By a 6-3 vote, the court rejected the “independent state legislature” theory in a case about North Carolina’s congressional map. The once-fringe legal theory broadly argued that state courts have little — or no — authority to question state legislatures on election laws for federal contests.
Chief Justice John Roberts wrote the court’s opinion, joined by the three liberal justices, Sonia Sotomayor, Elena Kagan and Ketanji Brown Jackson, along with two conservatives, Brett Kavanaugh and Amy Coney Barrett. Justices Clarence Thomas, Samuel Alito and Neil Gorsuch dissented.
The idea that state courts can’t intervene to rule on state election laws in federal elections flies in the face of the Constitution. Elections for federal office are run by the states, which means that any disputes about election laws in each individual state fall under state court jurisdiction. The Constitution has not stopped Republicans from attempting to short-circuit the will of the voters.
In North Carolina, the fight is over heavily gerrymandered maps.
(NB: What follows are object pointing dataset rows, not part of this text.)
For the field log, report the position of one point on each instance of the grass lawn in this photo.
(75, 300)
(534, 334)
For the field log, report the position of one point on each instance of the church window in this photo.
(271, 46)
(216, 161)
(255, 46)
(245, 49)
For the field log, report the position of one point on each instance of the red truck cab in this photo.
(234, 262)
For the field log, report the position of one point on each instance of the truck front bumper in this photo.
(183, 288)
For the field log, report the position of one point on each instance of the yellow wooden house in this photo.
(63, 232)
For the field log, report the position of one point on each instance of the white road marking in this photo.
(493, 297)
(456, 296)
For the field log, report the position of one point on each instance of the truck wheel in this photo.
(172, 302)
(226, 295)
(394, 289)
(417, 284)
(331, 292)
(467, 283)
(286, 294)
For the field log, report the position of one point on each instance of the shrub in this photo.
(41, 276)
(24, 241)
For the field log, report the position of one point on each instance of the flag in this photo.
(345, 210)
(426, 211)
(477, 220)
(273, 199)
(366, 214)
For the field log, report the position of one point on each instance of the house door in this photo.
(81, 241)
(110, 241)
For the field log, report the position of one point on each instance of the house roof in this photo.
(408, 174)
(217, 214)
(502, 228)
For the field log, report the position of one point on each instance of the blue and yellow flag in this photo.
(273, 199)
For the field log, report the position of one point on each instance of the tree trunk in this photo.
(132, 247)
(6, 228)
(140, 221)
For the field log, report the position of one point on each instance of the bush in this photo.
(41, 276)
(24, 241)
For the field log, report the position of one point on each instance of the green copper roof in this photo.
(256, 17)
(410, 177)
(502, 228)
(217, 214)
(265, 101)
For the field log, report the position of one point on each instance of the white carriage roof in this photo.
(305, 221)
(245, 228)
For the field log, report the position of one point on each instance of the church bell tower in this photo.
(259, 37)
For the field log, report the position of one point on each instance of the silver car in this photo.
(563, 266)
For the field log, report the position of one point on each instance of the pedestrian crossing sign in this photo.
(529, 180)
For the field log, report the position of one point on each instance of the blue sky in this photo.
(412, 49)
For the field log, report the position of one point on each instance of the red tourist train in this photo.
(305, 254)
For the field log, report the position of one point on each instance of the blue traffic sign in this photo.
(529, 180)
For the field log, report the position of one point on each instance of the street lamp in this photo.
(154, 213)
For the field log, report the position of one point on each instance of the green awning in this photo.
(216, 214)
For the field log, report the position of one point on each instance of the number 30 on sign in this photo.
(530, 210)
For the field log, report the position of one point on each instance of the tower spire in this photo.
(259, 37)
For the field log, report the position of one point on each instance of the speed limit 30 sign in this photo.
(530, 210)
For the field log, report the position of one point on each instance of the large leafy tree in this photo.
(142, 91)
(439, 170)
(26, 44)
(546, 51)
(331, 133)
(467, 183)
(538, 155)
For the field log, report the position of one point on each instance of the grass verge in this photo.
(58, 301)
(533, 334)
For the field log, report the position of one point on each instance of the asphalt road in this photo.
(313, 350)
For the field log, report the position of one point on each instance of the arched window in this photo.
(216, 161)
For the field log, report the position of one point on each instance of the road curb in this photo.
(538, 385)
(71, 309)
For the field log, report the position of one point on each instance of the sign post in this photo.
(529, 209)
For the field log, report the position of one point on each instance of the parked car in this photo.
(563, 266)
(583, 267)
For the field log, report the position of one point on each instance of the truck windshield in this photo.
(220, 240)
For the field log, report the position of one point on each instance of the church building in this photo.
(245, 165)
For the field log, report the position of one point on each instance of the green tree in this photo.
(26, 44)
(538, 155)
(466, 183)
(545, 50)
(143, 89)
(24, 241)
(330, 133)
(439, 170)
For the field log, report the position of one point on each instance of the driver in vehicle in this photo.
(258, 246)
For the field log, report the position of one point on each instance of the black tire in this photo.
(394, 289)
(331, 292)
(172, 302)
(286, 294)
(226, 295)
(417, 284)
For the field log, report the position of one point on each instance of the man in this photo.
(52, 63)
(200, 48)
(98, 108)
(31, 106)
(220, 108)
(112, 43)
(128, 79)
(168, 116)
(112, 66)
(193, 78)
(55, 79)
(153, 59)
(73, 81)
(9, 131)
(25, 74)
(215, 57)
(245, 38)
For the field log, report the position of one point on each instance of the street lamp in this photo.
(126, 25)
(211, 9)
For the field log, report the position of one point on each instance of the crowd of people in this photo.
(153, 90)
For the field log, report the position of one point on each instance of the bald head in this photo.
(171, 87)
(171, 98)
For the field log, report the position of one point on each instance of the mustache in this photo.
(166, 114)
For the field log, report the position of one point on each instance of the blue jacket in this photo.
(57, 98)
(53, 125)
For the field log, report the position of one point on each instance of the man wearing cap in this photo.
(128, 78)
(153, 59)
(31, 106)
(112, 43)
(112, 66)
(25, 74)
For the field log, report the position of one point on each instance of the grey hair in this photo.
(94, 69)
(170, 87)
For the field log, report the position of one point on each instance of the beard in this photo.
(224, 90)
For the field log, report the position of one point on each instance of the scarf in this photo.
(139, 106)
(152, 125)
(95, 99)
In Pennsylvania, Republicans have spent years using the independent state legislature theory as the backbone for their arguments to get rid of mail-in voting.
Trump had been planning to use the independent state legislature theory to argue that legislatures can overturn election results in swing states if he loses them in 2024.
Independent state legislature theory is a danger to democracy which the Supreme Court rejected in a bipartisan manner.